The governor may be in support of the right-to-work bill, Young said, but understood the House's inability to get a quorum.

"He had other issues he wanted to address," Young added. "I don't think he wanted another Wisconsin controversy here. That take-it-or-leave-it stuff don't usually get you much. He's a master of deception, and you can bet the governor has other things on his mind."

Young said Daniels wants to re-work the public school system and to reconfigure local government, not reform it.

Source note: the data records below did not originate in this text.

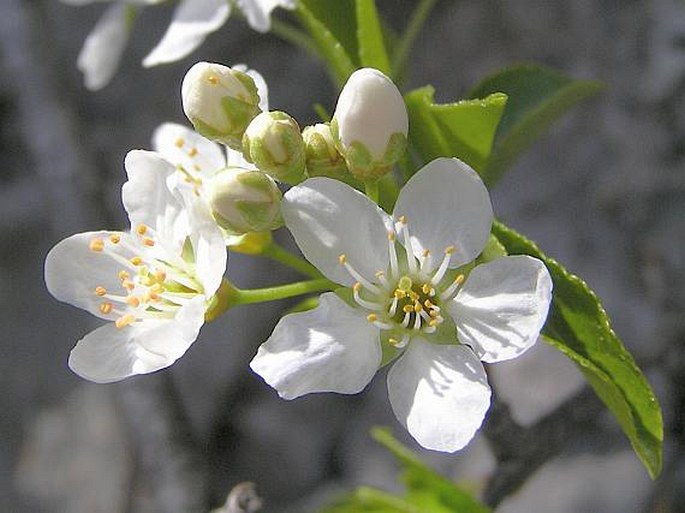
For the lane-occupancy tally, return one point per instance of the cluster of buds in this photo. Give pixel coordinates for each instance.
(366, 137)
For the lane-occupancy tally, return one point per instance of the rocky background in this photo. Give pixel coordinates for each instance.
(604, 193)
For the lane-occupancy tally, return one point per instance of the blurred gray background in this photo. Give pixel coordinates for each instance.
(604, 193)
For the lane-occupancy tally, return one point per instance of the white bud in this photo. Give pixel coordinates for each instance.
(244, 200)
(370, 123)
(220, 102)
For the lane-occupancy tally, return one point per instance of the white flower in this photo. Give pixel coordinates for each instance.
(152, 283)
(407, 296)
(192, 22)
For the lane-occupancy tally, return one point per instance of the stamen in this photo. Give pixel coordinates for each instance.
(96, 245)
(394, 266)
(411, 259)
(133, 301)
(361, 301)
(449, 291)
(440, 273)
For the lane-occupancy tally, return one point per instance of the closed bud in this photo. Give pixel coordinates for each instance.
(322, 157)
(244, 200)
(274, 144)
(220, 102)
(370, 124)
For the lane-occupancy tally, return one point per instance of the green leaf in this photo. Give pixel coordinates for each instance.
(464, 129)
(426, 488)
(537, 96)
(372, 51)
(579, 327)
(334, 52)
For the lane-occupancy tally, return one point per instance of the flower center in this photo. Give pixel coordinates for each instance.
(153, 283)
(405, 299)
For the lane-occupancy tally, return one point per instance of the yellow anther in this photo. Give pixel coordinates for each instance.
(133, 301)
(124, 320)
(96, 245)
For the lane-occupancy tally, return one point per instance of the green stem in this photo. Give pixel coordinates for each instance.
(276, 252)
(250, 296)
(372, 191)
(418, 18)
(293, 35)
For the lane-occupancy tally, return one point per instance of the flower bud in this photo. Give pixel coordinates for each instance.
(322, 157)
(274, 144)
(220, 102)
(370, 124)
(244, 200)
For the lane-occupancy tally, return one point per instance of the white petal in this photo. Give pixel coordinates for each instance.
(184, 147)
(502, 307)
(192, 22)
(73, 271)
(446, 204)
(148, 200)
(332, 348)
(439, 393)
(262, 88)
(258, 12)
(329, 218)
(102, 50)
(110, 354)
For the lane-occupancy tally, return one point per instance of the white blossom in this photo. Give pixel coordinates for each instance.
(152, 284)
(411, 294)
(192, 22)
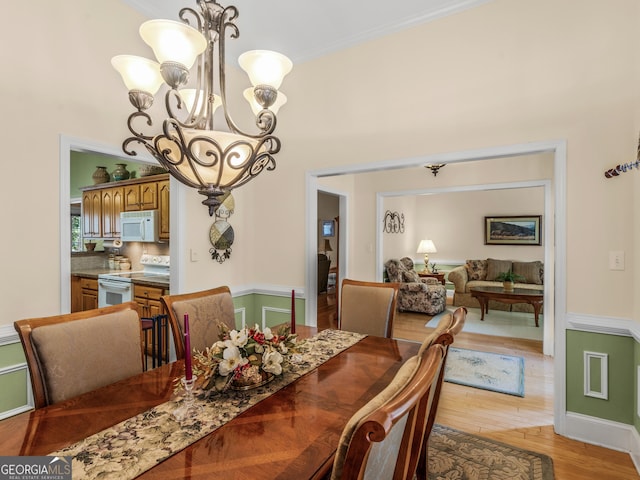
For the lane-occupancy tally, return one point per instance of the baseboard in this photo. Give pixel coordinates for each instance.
(605, 433)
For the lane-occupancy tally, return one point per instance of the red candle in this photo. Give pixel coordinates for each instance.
(188, 370)
(293, 311)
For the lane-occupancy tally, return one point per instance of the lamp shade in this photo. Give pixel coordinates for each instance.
(426, 246)
(265, 67)
(257, 108)
(138, 73)
(173, 41)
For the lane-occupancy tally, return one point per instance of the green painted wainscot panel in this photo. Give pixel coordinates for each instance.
(13, 384)
(276, 309)
(636, 384)
(619, 406)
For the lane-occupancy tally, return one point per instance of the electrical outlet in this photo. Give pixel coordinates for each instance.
(616, 260)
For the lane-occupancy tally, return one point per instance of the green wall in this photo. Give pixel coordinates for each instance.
(622, 361)
(83, 165)
(13, 385)
(254, 303)
(13, 390)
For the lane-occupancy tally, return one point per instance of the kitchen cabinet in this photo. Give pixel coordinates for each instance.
(92, 214)
(112, 205)
(102, 205)
(84, 294)
(163, 210)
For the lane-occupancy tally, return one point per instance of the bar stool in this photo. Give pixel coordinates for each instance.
(157, 326)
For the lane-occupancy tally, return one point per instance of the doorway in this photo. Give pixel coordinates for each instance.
(558, 216)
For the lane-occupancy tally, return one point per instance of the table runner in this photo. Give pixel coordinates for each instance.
(134, 446)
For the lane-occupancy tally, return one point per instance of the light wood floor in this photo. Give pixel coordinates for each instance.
(523, 422)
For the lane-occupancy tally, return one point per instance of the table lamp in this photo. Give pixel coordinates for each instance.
(426, 247)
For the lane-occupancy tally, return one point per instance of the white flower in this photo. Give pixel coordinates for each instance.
(268, 335)
(272, 362)
(239, 339)
(231, 359)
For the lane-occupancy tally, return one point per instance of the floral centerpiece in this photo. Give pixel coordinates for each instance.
(243, 358)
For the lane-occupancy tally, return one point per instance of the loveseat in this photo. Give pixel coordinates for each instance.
(483, 273)
(423, 295)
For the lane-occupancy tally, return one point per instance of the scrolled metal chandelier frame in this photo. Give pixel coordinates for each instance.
(212, 161)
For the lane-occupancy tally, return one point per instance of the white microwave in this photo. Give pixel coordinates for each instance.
(139, 226)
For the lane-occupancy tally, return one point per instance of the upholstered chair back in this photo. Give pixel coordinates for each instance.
(207, 310)
(75, 353)
(368, 307)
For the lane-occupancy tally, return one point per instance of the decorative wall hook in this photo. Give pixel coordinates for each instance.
(393, 222)
(435, 167)
(624, 167)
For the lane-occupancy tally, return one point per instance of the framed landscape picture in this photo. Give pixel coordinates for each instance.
(513, 230)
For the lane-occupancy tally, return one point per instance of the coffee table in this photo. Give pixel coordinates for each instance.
(517, 295)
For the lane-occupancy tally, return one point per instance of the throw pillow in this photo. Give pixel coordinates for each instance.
(410, 276)
(476, 269)
(531, 271)
(496, 267)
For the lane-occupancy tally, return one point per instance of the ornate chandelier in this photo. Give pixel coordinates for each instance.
(212, 161)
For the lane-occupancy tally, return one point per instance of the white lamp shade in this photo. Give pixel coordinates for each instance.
(188, 95)
(265, 67)
(173, 41)
(138, 73)
(257, 108)
(426, 246)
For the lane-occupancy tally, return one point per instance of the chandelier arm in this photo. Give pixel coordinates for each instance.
(186, 11)
(173, 93)
(132, 118)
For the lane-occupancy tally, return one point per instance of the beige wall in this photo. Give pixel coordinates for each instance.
(506, 72)
(455, 223)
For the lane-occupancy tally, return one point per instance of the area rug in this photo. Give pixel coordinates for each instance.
(457, 455)
(485, 370)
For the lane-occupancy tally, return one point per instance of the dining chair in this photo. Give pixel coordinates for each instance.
(74, 353)
(444, 334)
(368, 307)
(377, 441)
(206, 310)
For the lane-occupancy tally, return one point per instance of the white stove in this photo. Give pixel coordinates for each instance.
(116, 287)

"Those two things are different," Young said. "But that will not save taxes or improve anything. If he does away with township government, the county councils will not be able to take over that responsibility. A few townships are not busy, but some have a lot going on. The county will then have to add more employees, like a secretary for the council, to take care (of) the additional work.

"The township advisory boards, on a statewide average, make about $530 a year. A few big townships in the state have a large staff and multi-million-dollar budgets. But in my district, as in most, they wouldn't average $530 a year. The governor wants to be able to say he reduced the size of government. There's 1,000 townships in the state, and each of them has three people on a board. That's 3,000 statewide that would lose that job. But, like I said, if you do away with those, you won't gain much if the county has to hire a full-time person to do the work when it's passed on to the county councils," he continued.

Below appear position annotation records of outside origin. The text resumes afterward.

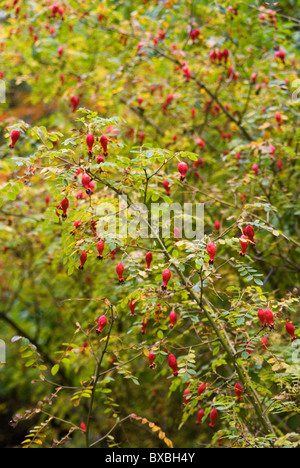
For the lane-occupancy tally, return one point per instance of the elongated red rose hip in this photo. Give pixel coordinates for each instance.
(186, 397)
(269, 318)
(238, 391)
(83, 259)
(291, 330)
(102, 322)
(74, 101)
(217, 226)
(104, 143)
(148, 258)
(264, 343)
(64, 204)
(244, 241)
(14, 137)
(167, 187)
(262, 316)
(182, 168)
(211, 250)
(144, 324)
(200, 416)
(172, 363)
(166, 278)
(85, 181)
(201, 389)
(213, 417)
(90, 140)
(249, 232)
(100, 248)
(120, 270)
(151, 359)
(132, 306)
(173, 318)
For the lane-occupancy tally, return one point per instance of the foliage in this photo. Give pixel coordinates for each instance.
(161, 97)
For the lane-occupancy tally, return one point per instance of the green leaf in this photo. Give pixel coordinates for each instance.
(55, 369)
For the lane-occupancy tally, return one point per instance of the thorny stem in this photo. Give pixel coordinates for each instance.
(96, 378)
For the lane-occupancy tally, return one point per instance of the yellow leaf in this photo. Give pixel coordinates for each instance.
(168, 442)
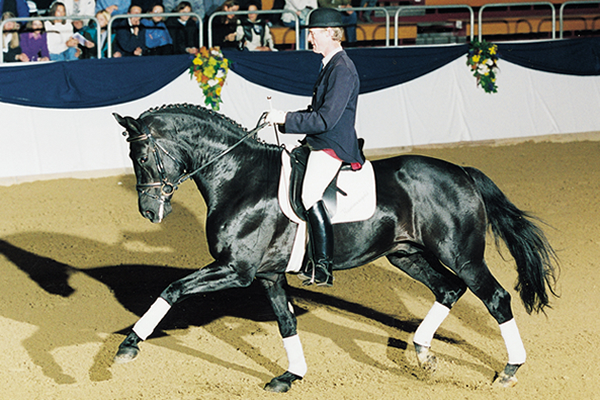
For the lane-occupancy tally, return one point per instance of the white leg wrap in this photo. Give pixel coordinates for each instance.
(293, 348)
(145, 326)
(514, 344)
(433, 320)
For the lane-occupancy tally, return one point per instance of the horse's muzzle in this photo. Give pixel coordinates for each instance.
(155, 211)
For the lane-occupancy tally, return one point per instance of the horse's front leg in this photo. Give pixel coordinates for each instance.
(211, 278)
(284, 311)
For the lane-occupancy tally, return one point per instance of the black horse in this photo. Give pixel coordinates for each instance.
(431, 221)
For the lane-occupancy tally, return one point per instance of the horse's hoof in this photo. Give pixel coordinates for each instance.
(507, 378)
(128, 349)
(282, 383)
(427, 361)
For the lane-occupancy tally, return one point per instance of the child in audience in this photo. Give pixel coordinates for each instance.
(254, 33)
(61, 43)
(11, 47)
(34, 43)
(90, 33)
(158, 40)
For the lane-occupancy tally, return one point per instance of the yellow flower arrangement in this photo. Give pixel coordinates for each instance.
(482, 59)
(210, 68)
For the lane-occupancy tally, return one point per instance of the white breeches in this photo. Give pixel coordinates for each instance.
(320, 171)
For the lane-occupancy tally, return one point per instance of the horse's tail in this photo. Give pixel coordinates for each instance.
(535, 258)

"Those people on the boards live in the communities. They are close to the people. Do we want to get rid of that? Some townships have problems, but that's what the State Board of Accounts is for. The Republicans want to wear it down to where it won't work then point out that it doesn't work."

Young said he agreed with Daniels, who said that the Democrats, by walking out, were only using a legislative tool to make the minority voice heard.

"It's a parliamentary move. But there's a lot at stake here, like doing away with county commissioners and having a single executive over the county," Young said. "Now, any major decision in a county requires the votes of two of the three commissioners. The whole county is looked after that way. I remember one time, I think it was down near Alton, the Democrats refused to fix a road down there because it was a Republican area and they couldn't get votes there. The Republicans weren't interested in fixing the road because they already had the votes sewed up, so nothing was done. With a three-commissioner system, things get done."

As of press time Monday, the Democrats still had not returned to work in Indianapolis. A few bills, like the right-to-work bill, wasn't acted on within the time limit and failed, and the township overhaul bill was defeated in the Senate, giving Daniels a defeat on one of his priorities. The bill may be revived in the House by Rep. Phil Hinkle, R-Indianapolis, but it would still need to be approved in the Senate, and that is unlikely.

"This session will be over in late April," Davisson said. "We may have to come back in special session to get everything done. Right now, we're going to work on Senate bills and they are going to be working on ours. Hopefully, we'll be able to get some stuff to the governor to sign."

"The right-to-work issue thing was never an issue in anyone's campaign," Young said. "The governor didn't even want it brought up. But (Speaker of the House Brian) Bosma went ahead and did it, and it blew up the session. We'll still get our work done. We may have to work late a few nights, like snow days at schools, but the same amount of work will get done."